Canadian Mennonite
Volume 11, No. 02
January 22, 2007


DeskTop

Nurturing restless passions

What our church will be about when the current baby boom generation passes away will be strongly affected by the passions of those who are just now graduating from Mennonite Youth Fellowship groups. In fact, our churches identify the role of, and ministry to, youths and young adults as their overall No. 1 concern, according to what general secretary Robert J. Suderman heard in his visits.

At an MC Eastern Canada event on the topic held in mid-January (a report will come in a future issue), Ed Janzen, Conrad Grebel University College’s chaplain, described the broad characteristics of the next generation.

Using research from William Strauss and Neil Howe, Janzen described this coming millennial generation (born from 1984 to 2003) as the “baby on board” generation (referring to the signs proud and protective parents put up in car windows).

This was a specially chosen generation (born by decision rather than chance); sheltered; confident and skilful (coming from a childhood full of church, sports, arts and social activities specially planned for them); team-oriented; and play-by-the-rules sorts of people. Technology and environmental issues are key. Having choices and diversity is expected as normal, something that is both an opportunity and a source of stress. Millennials have had the travel, the mission and service trips, and the educational opportunities that their parents wished they could have had when they were young.

They are also a pressured generation, with high fears of failure and a burden of heavy expectations. Growing up in a country with falling birth rates, the generation is much smaller than those before it. Millennials mostly come from small families and need to carry the expectations of the much more numerous boomers on many fewer shoulders.

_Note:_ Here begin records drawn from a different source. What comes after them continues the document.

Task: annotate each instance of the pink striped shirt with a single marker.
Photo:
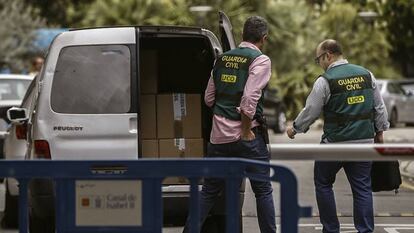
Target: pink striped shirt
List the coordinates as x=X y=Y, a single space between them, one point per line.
x=225 y=130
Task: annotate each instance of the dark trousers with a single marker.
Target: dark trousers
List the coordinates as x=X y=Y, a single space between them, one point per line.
x=256 y=150
x=359 y=177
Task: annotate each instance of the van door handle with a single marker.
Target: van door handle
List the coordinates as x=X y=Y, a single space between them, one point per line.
x=133 y=125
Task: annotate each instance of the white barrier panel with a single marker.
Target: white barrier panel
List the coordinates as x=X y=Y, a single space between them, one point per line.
x=343 y=152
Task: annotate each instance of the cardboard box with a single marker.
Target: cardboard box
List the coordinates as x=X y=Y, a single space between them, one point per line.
x=148 y=117
x=148 y=71
x=149 y=148
x=181 y=148
x=178 y=116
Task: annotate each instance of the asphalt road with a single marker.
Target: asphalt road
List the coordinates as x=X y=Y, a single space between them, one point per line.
x=394 y=213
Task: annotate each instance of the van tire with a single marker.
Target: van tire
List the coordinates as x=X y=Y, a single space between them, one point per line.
x=41 y=225
x=217 y=224
x=11 y=211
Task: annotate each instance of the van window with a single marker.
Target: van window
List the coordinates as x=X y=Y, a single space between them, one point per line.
x=92 y=80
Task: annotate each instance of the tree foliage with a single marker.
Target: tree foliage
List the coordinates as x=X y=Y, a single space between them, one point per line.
x=363 y=43
x=399 y=15
x=132 y=12
x=16 y=33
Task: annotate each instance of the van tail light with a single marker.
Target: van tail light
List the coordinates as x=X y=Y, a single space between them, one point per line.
x=42 y=150
x=21 y=131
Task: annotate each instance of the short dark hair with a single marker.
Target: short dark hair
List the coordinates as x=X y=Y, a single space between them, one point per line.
x=254 y=29
x=331 y=46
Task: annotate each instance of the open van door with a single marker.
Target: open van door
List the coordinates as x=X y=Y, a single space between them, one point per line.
x=226 y=32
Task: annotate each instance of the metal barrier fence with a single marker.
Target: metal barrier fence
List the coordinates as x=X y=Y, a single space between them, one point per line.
x=71 y=177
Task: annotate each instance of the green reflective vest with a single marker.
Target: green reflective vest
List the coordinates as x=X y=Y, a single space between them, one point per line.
x=349 y=112
x=230 y=74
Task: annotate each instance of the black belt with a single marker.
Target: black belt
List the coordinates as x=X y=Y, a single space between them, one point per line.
x=341 y=119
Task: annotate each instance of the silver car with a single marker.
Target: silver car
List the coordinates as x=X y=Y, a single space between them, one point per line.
x=399 y=103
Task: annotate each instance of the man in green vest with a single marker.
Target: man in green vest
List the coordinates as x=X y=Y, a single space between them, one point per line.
x=354 y=112
x=235 y=94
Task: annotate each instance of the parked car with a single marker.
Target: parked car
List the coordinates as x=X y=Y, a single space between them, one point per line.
x=275 y=111
x=88 y=103
x=15 y=147
x=407 y=85
x=399 y=103
x=12 y=89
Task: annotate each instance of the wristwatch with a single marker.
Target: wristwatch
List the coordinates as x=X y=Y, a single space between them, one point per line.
x=294 y=128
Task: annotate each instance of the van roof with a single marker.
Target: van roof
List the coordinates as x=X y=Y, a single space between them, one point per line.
x=164 y=28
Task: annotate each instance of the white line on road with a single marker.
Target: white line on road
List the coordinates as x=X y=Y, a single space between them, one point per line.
x=394 y=230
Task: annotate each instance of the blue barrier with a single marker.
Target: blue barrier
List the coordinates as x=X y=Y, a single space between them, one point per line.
x=151 y=172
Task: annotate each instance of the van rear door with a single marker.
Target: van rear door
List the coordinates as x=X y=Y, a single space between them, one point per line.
x=91 y=109
x=226 y=32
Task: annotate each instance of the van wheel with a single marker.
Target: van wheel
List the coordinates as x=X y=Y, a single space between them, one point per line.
x=11 y=210
x=280 y=126
x=394 y=118
x=217 y=224
x=41 y=225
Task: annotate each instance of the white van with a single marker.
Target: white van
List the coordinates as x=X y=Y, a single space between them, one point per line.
x=88 y=99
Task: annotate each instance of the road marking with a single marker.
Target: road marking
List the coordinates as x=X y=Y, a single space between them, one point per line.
x=351 y=225
x=407 y=186
x=383 y=215
x=394 y=230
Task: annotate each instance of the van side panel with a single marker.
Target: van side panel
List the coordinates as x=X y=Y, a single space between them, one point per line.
x=82 y=126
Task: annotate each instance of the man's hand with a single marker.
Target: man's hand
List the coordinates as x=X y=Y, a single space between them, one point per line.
x=379 y=137
x=248 y=136
x=291 y=132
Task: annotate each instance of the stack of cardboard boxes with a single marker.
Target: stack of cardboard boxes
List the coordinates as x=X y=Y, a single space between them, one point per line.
x=170 y=123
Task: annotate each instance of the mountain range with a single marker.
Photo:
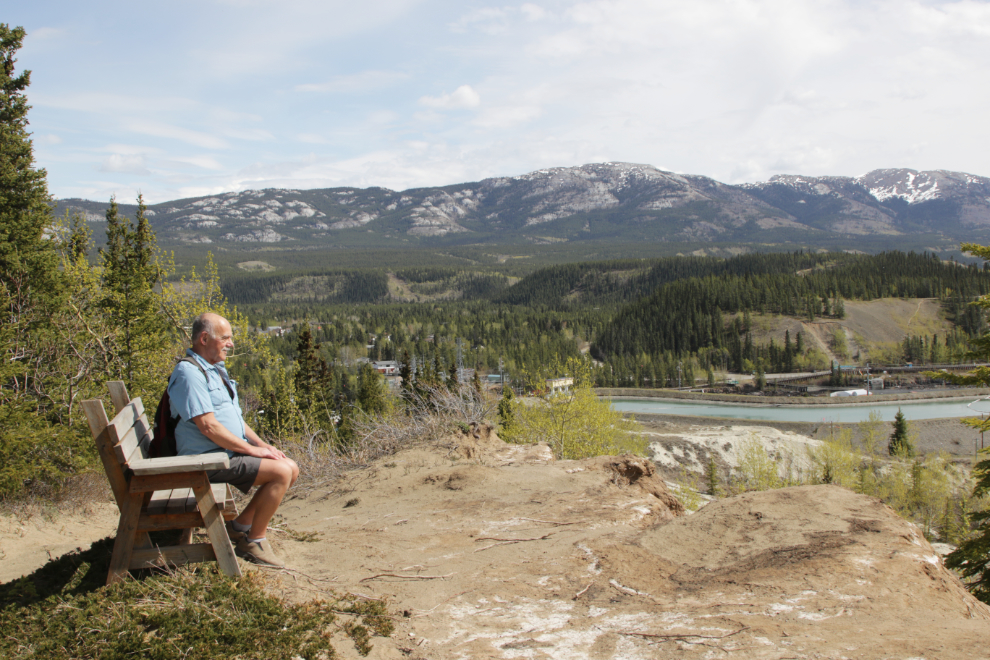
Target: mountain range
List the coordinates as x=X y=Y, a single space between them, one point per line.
x=598 y=202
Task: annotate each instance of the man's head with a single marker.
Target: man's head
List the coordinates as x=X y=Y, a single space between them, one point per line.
x=212 y=337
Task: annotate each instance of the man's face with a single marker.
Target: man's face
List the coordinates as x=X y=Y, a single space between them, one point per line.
x=216 y=348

Five young adults on a panel at the event reflected these trends in their own lives: benefits from church schools, camps and programs like Bible quizzing, and the opportunities of travel and education, but also loneliness, lack of stability, the search for a truly meaningful life, and the burden of debt from more years of education than their parents had.

“A lot of young adults have trouble finding where they are connected. Where do we fit when you spend a year here and a year there?” asked Leah Reesor. “I changed and then found I didn’t fit. People thought they knew who I was and I had to teach them I wasn’t the same person as when I left,” said Mary Anne Cressman after coming back from a year of mission service in Lithuania.

There was gratitude for authentic relationships with people in their home congregations. “On one hand, it is the one-on-one fellowship in the church; the other part are the values of what it means to be Mennonite. You don’t know what you have until you go somewhere else,” said Barrett Cressman.

We need to keep listening to what our young adults are saying and working at relationships that span the generations. The eight articles in our ongoing “Young Prophets” series we published last year are a part of that effort. After all, young adults are part of the church already, and their role will only grow.

“Each generation is called upon to contribute its work to the life of the church. If they don’t, the church fragments. It may not be the very same work that we were called to do in our respective generations, but perhaps we are called to understand the work they are called to do,” said Janzen.